Sonuçta ortaya çıkan önerileri, "Türkiye'nin Demokratikleşmesi İçin Kapsamlı Bir Siyasi Parti ve Seçim Sistemi Referandumu Önerisi" başlığı altında toparlamışlar.
Rapor İstanbul ve Ankara'da basına açıklandı. Ben İstanbul'daki toplantıya gittim. Zihin açıcı konuşmalar ve tartışmalar oldu. (Kalp ameliyatı geçiren Tarhan Bey maalesef gelemedi.)

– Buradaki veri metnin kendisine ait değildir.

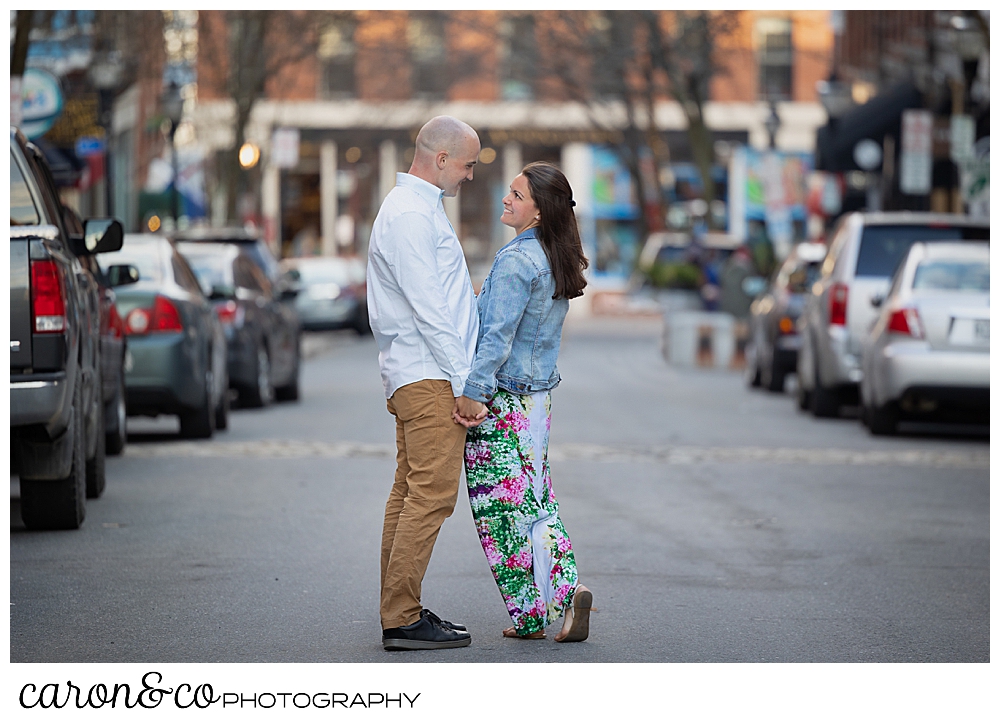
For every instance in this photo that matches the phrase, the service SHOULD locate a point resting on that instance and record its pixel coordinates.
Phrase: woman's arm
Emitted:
(511, 280)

Başbakan Erdoğan seçim kanunuyla ilgili şıklar sunduğunda... En katılımcı alternatifin Dar Bölge olduğunu yazmıştım. Ayrıca seçim iki turlu yapılacaktı ki o bölgede yüzde 51'in isteği tam olarak ortaya çıksın.
Tabii her sistemin olumsuz yanları var... Rapordan ve konuşmalardan hareketle bir örnek vereyim:
Dar Bölge sistemi, Türkiye'nin en büyük sorunlarından biri olan merkeziyetçiliği azaltıp yerel siyaseti güçlendiriyor... Seçmen ile siyasetçi ilişkisini yüz yüze hale getiriyor.
Ne güzel değil mi? O çok yakınılan baraj da olmadığına göre, hemen İki Turlu Dar Bölge'ye geçelim. Gayet demokratik bir ülke olalım. Ama kazın ayağı öyle değil:
1) Bu sistemde, bazı küçük partiler, daha da küçülüyor veya siliniyor (örneğin MHP)...
2) Paralı ve nüfuzlu kişiler seçiliyor. Parti başkanıyla çalışacak uzmanlar veya azınlıkta kalanların sesini duyuracak nitelikli kişiler (örneğin görme engelliler) Meclis dışında kalıyor.
3) Erkek egemen toplum, kadınları saf dışı bırakıyor. Nüfusun yüzde 50'sini oluşturan kadınlar, bu sistemde şimdiki kadar bile seçilemiyor.
Zaten bu yüzden, Dar Bölge yanlıları aynı anda mesela 100 kişilik Türkiye Milletvekilliğini de öneriyor ki yukarıda bazılarını saydığım olumsuzluklar aşılsın.
Seçim Sistemi önemli konu... Önümüzdeki günlerde devam edelim.